Bridges received a Fulbright award in creative writing this September to spend a year in Mexico City, and he posts a weekly story at his website bridgesandborders.com. He said that some of his writing on the site is definitely geared toward adults because of the subject matter.
“Many [of the migrants] have violent stories, especially from Honduras,” Bridges said. “Others have tried to reach the U.S. and been turned back.”
Travel and writing are not new to Bridges. In 2009 he traveled by bicycle through Russia and Europe, and he has traveled “extensively” throughout Latin America, he said. “I was interested in checking out a different culture.”

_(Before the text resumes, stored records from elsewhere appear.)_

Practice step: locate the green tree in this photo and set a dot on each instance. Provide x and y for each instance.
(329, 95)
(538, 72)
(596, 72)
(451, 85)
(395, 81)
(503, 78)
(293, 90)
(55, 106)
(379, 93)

During the 10-month bicycle trip, he sent 36 stories in to the Bangor Daily News. “They were kind of personal travelogues,” he said.
The responses to those published stories helped focus Bridges’ direction. “That was when I decided I wanted to do creative nonfiction.”
“I got interested in human migration, the idea of people moving from rural areas to large cities and then to large countries to seek work” through his travels, Bridges said. “I think it’s going to be the story of mankind of the 21st century…It’s a narrative I want to tell.”
His volunteering at the Mexico City shelter is “a very informal thing,” Bridges said. “They just want to have an outside person there.”
The shelter is located “in the middle of nowhere” in a lower-class neighborhood, Bridges said.
“I’m trying to give something back, to offer myself in some way to the same group of people I’m writing about,” Bridges said. When Bridges is not at the shelter, where he is one of several volunteers “who circulate in and out,” he takes classes at the Metropolitan Autonomous University in Mexico City.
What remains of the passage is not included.